Eine andere Migration hat ihren Ursprung in Nordafrika, besonders in Marokko. Die sogenannten „moros“ arbeiten oft als Saisonkräfte in der spanischen Landwirtschaft und kehren danach über die Meerenge von Gibraltar in die Heimat zurück. Die Arbeits- und Aufenthaltserlaubnis dieser Klientel ist gesetzlich geregelt. Die Regierung von Premier Pedro Sánchez versucht, diese „zirkuläre Migration“ als Modell auf andere afrikanische Länder auszudehnen – es geht um eine befristete und wiederholbare Arbeitserlaubnis.

Diese Praxis käme vorrangig „Armutsflüchtlingen“ aus Mauretanien, dem Senegal oder Gambia entgegen, die versuchen, in kleinen, teils schrottreifen Booten auf den Kanarischen Inseln zu landen. Sie nehmen Atlantiktouren von bis zu 1.500 Kilometern auf sich, bei denen bisher nahezu 40.000 Menschen ums Leben kamen – sie wurden vom Meer „verschluckt“. Großen Anteil an dieser Gruppe – 2024 sind es bereits 25.000 – haben unbegleitete Minderjährige, sogenannte „menas“, für deren Unterkunft und Wohl sich der spanische Staat verantwortlich fühlt. Etwa 6.000 von ihnen haben fast zum Kollaps der Aufnahmeeinrichtungen auf den Kanarischen Inseln geführt.

Heraus aus der Schwarzarbeit

Jüngst hat Premier Sánchez bei einer Rundreise durch mehrere westafrikanische Staaten über Möglichkeiten verhandelt, diesen Flüchtlingsstrom einzudämmen, nicht durch ein Abriegeln der Grenzen und Küsten (wie sollte das auch gehen?), sondern indem man etwas gegen die Ursachen der Migration tut.

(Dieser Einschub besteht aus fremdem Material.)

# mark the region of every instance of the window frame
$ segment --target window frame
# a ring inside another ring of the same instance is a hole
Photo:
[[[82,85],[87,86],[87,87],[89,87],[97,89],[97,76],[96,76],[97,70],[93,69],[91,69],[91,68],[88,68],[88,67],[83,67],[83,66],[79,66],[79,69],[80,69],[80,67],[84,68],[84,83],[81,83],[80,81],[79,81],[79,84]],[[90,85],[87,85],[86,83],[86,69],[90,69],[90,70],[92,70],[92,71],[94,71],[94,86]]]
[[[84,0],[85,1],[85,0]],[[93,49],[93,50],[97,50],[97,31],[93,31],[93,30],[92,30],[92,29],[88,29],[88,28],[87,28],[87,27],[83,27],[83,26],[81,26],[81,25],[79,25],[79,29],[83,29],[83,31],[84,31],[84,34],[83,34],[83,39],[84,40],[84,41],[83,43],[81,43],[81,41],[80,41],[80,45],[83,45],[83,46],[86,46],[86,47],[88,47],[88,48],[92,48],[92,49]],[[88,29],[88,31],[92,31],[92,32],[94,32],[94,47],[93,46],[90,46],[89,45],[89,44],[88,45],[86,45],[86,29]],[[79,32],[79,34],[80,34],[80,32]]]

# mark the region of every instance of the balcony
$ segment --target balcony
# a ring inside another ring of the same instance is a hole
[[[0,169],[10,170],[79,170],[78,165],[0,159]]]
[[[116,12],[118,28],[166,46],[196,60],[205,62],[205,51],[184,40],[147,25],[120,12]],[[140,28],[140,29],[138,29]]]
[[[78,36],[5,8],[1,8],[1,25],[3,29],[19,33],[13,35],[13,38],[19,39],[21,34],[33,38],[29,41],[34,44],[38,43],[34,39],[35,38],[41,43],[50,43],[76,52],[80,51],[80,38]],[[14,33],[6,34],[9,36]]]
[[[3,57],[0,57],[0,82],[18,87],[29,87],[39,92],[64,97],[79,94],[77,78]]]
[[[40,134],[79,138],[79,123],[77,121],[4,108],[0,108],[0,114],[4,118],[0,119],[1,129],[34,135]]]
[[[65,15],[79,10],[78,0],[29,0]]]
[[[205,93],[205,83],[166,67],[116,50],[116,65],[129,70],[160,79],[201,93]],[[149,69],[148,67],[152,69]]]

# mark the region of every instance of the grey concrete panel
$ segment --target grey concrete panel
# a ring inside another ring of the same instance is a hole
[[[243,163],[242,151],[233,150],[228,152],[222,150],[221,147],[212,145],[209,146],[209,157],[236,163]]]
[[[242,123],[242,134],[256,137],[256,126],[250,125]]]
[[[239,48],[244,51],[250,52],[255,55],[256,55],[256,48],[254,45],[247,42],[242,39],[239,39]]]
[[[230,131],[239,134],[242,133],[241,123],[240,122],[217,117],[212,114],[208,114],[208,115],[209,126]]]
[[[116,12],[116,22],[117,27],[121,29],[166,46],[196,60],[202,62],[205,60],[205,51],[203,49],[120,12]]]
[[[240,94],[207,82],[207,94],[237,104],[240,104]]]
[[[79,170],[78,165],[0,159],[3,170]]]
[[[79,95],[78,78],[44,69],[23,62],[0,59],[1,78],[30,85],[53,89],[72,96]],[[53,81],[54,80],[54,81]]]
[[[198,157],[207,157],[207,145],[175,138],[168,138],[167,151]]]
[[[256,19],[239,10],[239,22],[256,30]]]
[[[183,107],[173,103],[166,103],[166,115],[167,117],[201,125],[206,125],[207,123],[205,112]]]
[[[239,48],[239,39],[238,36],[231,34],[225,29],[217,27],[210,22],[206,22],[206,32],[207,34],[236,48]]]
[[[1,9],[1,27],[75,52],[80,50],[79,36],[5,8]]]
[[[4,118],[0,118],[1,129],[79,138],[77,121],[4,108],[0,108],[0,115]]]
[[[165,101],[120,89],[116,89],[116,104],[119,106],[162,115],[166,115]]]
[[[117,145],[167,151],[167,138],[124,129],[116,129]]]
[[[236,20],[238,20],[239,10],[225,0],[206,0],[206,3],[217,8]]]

Eine Maßnahme ergibt sich aus dem Projekt „Tierra Firme“ (fester Boden), von Spanien finanzierten Berufsausbildungszentren in Ländern wie dem Senegal, die ab Herbst einen ersten Block von 350 Jugendlichen aufnehmen sollen – vorerst ein Tropfen auf den heißen Stein.

Wie geht Spanien sonst mit den gut 500.000 Personen um, die sich „ohne Papiere“, also illegal dort aufhalten? In der Vergangenheit fanden periodisch „Regularisierungskampagnen“ statt mit dem Ziel, Aufenthalt und Arbeitsmöglichkeiten dieser „sin papeles“ zu legalisieren. Zuletzt 2005, als dies von über 500.000 Migranten genutzt wurde. Nun hat die Regierung ein Gesetzespaket auf den Weg gebracht, um „Regularisierungen“ zu erleichtern und einen legalen Einstieg in den spanischen Arbeitsmarkt anzubieten, verbunden mit einem befristeten, gegebenenfalls verlängerten Bleiberecht.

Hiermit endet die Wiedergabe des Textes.